In other videos, she makes oatmeal, tosses homemade pizza, roasts a chicken, tries a butter-softening hack, bakes chocolate bread, simmers raspberry preserves, and more. Jennifer Garner, please adopt us.

While most other celebrities have decided that YouTube is where it’s at—and honestly, they’re not totally wrong—Garner’s choice to stay on Facebook seems somehow more humanizing. Couple her uncool platform choice with her videos’ low production value (fairly low quality with little editing), and it feels like Jennifer Garner is making content for the everyman. Jennifer Garner is like your aunt or grandma who posts videos to Facebook with her iPhone, except she’s more famous and probably more gorgeous.

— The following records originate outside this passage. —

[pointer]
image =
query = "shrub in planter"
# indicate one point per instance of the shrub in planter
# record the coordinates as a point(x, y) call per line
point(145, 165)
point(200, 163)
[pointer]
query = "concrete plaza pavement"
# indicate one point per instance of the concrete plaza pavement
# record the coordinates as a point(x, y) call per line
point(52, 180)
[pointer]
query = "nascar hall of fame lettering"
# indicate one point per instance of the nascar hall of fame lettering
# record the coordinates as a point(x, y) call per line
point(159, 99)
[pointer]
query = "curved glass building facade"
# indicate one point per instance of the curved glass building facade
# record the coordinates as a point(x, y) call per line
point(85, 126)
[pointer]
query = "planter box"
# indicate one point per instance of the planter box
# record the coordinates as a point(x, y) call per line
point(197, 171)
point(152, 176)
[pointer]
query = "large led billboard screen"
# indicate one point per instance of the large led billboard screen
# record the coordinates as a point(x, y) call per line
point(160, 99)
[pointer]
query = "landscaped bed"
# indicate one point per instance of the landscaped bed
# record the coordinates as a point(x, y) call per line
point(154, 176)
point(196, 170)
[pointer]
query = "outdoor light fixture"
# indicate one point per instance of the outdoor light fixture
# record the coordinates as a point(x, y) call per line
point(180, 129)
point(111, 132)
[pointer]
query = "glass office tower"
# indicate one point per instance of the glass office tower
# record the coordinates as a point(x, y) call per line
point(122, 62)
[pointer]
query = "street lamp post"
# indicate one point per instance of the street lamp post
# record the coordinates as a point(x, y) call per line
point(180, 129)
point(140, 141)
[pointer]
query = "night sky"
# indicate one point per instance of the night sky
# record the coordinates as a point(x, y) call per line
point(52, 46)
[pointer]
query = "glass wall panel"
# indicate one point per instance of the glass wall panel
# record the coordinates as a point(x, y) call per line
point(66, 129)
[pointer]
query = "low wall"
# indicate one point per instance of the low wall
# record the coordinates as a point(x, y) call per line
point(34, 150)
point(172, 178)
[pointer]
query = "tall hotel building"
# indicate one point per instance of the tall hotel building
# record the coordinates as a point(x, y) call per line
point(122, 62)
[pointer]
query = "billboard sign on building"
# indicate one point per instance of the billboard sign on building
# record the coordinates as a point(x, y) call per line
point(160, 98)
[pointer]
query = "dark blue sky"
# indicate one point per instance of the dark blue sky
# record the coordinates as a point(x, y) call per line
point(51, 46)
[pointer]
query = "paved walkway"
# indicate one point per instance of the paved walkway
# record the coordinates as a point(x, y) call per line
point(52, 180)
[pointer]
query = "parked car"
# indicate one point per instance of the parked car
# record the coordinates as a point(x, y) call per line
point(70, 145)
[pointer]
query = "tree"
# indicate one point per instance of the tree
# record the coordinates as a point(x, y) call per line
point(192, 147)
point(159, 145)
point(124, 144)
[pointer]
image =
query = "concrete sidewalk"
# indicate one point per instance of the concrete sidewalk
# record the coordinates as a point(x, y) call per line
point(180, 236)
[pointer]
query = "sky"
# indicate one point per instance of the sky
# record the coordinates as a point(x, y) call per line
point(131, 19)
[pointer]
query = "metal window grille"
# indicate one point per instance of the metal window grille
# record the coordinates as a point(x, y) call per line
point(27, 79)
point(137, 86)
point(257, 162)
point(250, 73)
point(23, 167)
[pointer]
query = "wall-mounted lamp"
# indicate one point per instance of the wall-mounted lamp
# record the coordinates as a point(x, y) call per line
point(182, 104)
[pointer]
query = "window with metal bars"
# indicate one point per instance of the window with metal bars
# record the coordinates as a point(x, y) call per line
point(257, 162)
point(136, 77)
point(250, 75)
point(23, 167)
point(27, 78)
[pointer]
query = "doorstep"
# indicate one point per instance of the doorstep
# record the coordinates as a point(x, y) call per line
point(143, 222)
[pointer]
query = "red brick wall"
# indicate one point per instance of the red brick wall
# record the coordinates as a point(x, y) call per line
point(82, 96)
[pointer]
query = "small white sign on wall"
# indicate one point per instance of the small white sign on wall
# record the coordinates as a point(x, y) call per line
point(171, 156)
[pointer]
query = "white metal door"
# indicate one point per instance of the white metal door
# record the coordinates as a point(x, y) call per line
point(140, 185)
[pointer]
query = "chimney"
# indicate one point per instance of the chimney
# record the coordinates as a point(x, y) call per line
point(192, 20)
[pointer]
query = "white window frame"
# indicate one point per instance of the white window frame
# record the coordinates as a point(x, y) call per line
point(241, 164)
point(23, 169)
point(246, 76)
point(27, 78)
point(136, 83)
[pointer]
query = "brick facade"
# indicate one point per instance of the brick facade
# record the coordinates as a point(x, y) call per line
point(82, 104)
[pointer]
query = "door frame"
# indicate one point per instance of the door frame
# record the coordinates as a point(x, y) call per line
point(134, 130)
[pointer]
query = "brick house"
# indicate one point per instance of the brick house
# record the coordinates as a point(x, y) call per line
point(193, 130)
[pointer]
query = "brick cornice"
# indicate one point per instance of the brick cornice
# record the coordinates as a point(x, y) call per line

There are captions and on-screen notes, and the descriptions include not just links to recipes, but also ingredients and instructions interspersed with emoji, because Jennifer Garner clearly just wants you to succeed in the kitchen.

Facebook might be awful and its video interface undeniably terrible, but if you’re still using it, you might as well watch Jennifer Garner cook. Even if you make crappy bagels as a result, her videos will still put a smile on your face.